General linear model confirmed the bivariate findings with respect to protein intake and BMI to ALM/m2. Protein intake remained significant to ALM/m2 after adjusting for age, and additionally with insulin levels, BMI, and tea intake (Table 3).

Table 3 ANCOVA models of factors associated with appendicular lean mass (ALM)/m2

Discussion

In this study, total protein intake, protein source and distribution as well as meat, fruit and vegetable intakes were associated with higher ALM/m2 in oldest old community-dwelling men, whereas tea drinking was inversely associated with ALM/m2. Only participants in the higher ALM/m2 group reached the amount of protein in a single meal considered to be sufficient for effective protein synthesis.

Proteins of animal origin are high in essential amino acids important for the muscle. Especially the amino acid leucine that is abundant in foods of animal origin has been shown to be important for muscle development and strength [13]. Therefore, it was not surprising that meat protein and meat consumption were associated with higher ALM/m2 in our study. Earlier studies have suggested that even protein distribution in daily meals would be most beneficial for older people in relation to muscle health [14]. However, meals with high protein bolus have also been found to be beneficial [15]. In our study protein distribution was relatively even in both ALM groups, as breakfast, lunch, and dinner were the meals with the highest protein intake, whereas the daily snacks contained relatively low amounts of protein. It has been suggested that ingestion of approximately 25–30 g of protein per meal maximally stimulates muscle protein synthesis in older people [13]. Only the participants classified under the higher ALM group reached this amount in a single meal at lunch, which was the only meal that differed significantly between the ALM groups in our study. The lower ALM group did not reach this threshold in any of their daily meals. These findings underline the importance of educating older people about timing and distribution of their protein intake.

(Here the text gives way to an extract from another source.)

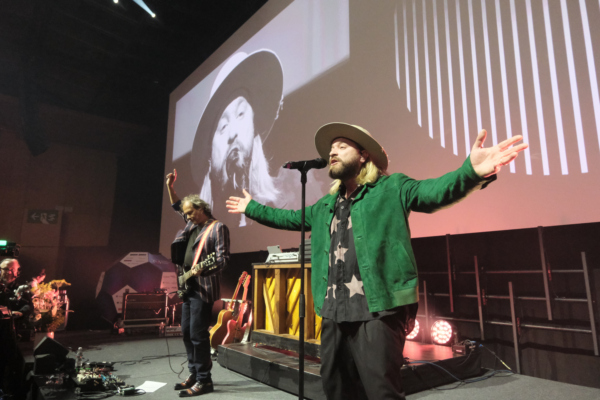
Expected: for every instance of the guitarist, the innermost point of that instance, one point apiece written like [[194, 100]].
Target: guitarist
[[201, 229]]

Those with higher ALM ate more fruits and vegetables, which are an essential part of several healthy dietary patterns, including Mediterranean, Nordic, and DASH diets. Fruits and vegetables contain high amounts of vitamins, minerals, antioxidants, and other bioactive compounds and in addition, alkaline salts may also be important in preserving muscle [7, 8, 15]. Tea drinking was associated with lower ALM/m2, but as we did further testing, we found that tea drinking was associated with lower BMI which would explain the result.

The strengths of this study include its robust findings—despite the relatively small study sample—and the fact that there are few other studies on oldest-old (> 85 years of age) people. Limitations involve generalization: the survivors of HBS differ in many ways from the general population by being men from upper socioeconomic class; and the cross-sectional design of the study, which prevents drawing conclusions about causal relationships.

Conclusions and implications

Our study extends previous findings on the importance of protein intake and the threshold in a single meal in the maintenance of muscle mass of the oldest-old. Moreover, fruit and vegetable intakes, emphasized in healthy dietary patterns, were also important for muscle mass. Therefore, the importance of protein intake and distribution, as well as healthy dietary patterns should be highlighted also for the oldest-old.